La montaña que encuentre Mason para Maskelyne será demasiado regular para ser natural. Como Silbury Hill, deberá tener el aspecto de una antigua estructura hecha de tierra. Y será Maskelyne quien vaya a Schiehallion, cuando Mason rechace el nuevo encargo, y se haga célebre por ello, y no digamos amado por los escoceses de allá, y se convierta en tema de una balada y al cabo en héroe de una leyenda, que lo pintará con un extraño atuendo de mago basado en el traje de observación que se pondrá mientras resida en Perthshire. Un traje sencillo, de hecho, diseñado por el mismo Maskelyne.

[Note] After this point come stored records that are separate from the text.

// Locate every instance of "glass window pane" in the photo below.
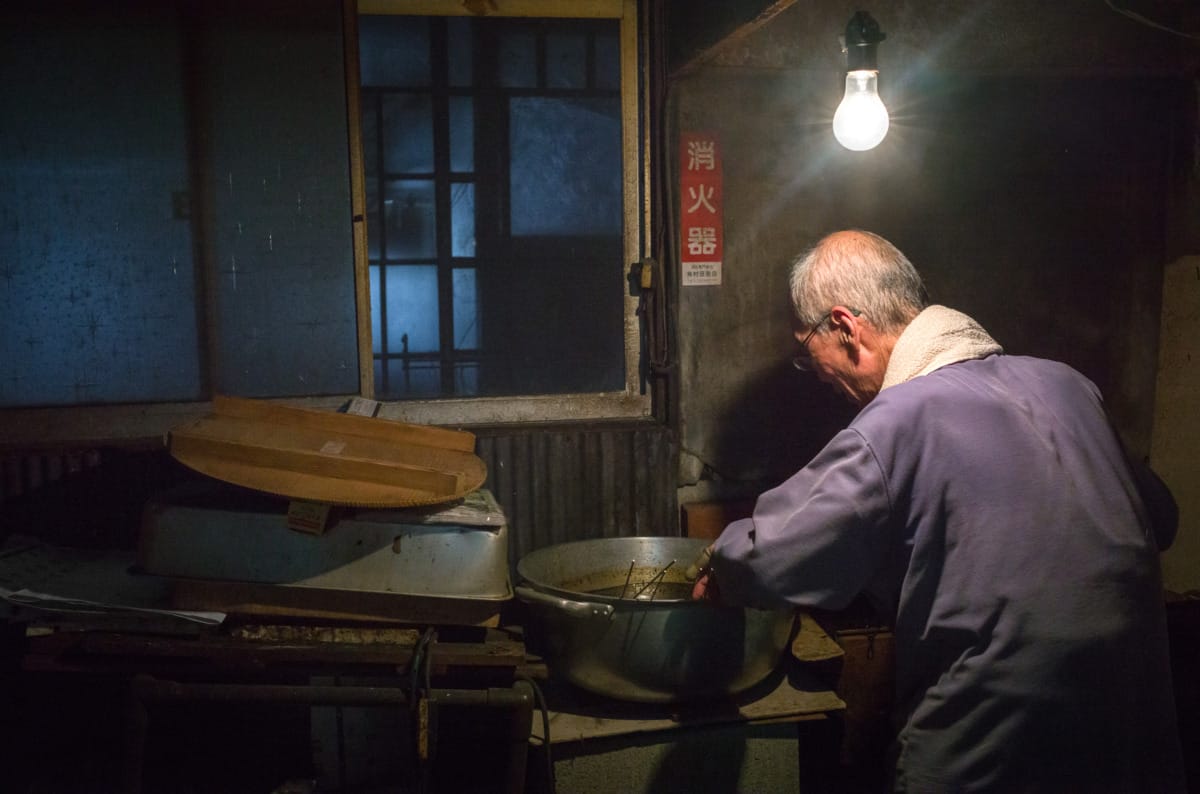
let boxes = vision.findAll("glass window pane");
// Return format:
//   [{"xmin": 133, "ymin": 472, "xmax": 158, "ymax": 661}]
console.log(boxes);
[
  {"xmin": 454, "ymin": 363, "xmax": 479, "ymax": 397},
  {"xmin": 383, "ymin": 94, "xmax": 433, "ymax": 174},
  {"xmin": 454, "ymin": 267, "xmax": 479, "ymax": 350},
  {"xmin": 450, "ymin": 182, "xmax": 475, "ymax": 257},
  {"xmin": 546, "ymin": 34, "xmax": 588, "ymax": 89},
  {"xmin": 446, "ymin": 17, "xmax": 474, "ymax": 88},
  {"xmin": 595, "ymin": 34, "xmax": 620, "ymax": 91},
  {"xmin": 509, "ymin": 97, "xmax": 622, "ymax": 235},
  {"xmin": 384, "ymin": 179, "xmax": 437, "ymax": 259},
  {"xmin": 500, "ymin": 30, "xmax": 538, "ymax": 89},
  {"xmin": 364, "ymin": 178, "xmax": 385, "ymax": 260},
  {"xmin": 384, "ymin": 265, "xmax": 438, "ymax": 354},
  {"xmin": 388, "ymin": 360, "xmax": 442, "ymax": 397},
  {"xmin": 361, "ymin": 99, "xmax": 379, "ymax": 176},
  {"xmin": 450, "ymin": 96, "xmax": 475, "ymax": 174},
  {"xmin": 359, "ymin": 14, "xmax": 430, "ymax": 86},
  {"xmin": 367, "ymin": 265, "xmax": 383, "ymax": 355}
]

—Un tartan jamás visto en el mundo —explica—, que no puede ofender a ninguno de los clanes.
—O que puede ofenderles a todos —se apresura a señalar Mun.
Mason regresará a Sapperton, donde llevará una vida monótona, haciendo pequeños trabajos para la Royal Society y reducciones para el Almanaque de Maskelyne. Habrá niños por todas partes, un pulcro observatorio en el jardín, tendrá reputación de brujo en el Valle Dorado: un aprendiz de brujo que cierta vez trepó a esa extraña eminencia de Greenwich, a otro nivel de poder, navegó hacia todas las partes del mundo, pero regresó para vivir entre ellos. Serán complacientes con él, y por fin le llamarán Charlie. Y él será otro excéntrico de pequeña ciudad que vuelve a abismarse en sus quimeras, con un lugar de trabajo situado al fondo de una larga casa en los Cotswolds, en el extremo de una serie de habitaciones que dan la espalda al camino y se abren a la curva aparición de los campos en la ladera de la colina.